Credit card processing standards are heavily industry regulated. At least in the US. There are some state and federal laws but it’s mostly Visa, Discover, and other cc companies that regulate and develop these standards. They have the teeth to stop all your credit card processing if you don’t meet their requirements. Frankly, they actually do have decent security protocols and practices.
They take it seriously because they really don’t want the government to mess with processing fees and whatever else makes them money. In some ways I’d rather it be regulated, but the current gov shouldn’t be trusted with anything.
Ashtear@lemm.ee 9 months ago
Game content rating boards work (ESRB, PEGI, CERO, etc.). The difference here is there’s no pressure from the digital storefronts. They don’t have the same taboos on gambling that brick-and-mortar stores had on sex and violence in video games back when they started up.
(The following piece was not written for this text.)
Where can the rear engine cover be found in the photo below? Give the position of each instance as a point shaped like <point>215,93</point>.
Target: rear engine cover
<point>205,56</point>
prole@lemmy.blahaj.zone 9 months ago
Do these rating boards actually ever prevent games from being released? Aside from maybe Germany or whatever…
It’s more about categorization than regulation…
Ashtear@lemm.ee 9 months ago
Has happened multiple times in Australia.
Very similar to that for films, the rating board process mostly regulates games in development. In the US, for example, the AO rating will prevent your game from being sold at mass market storefronts. When your game has borderline content, it’s a back-and-forth process that’s resolved before release.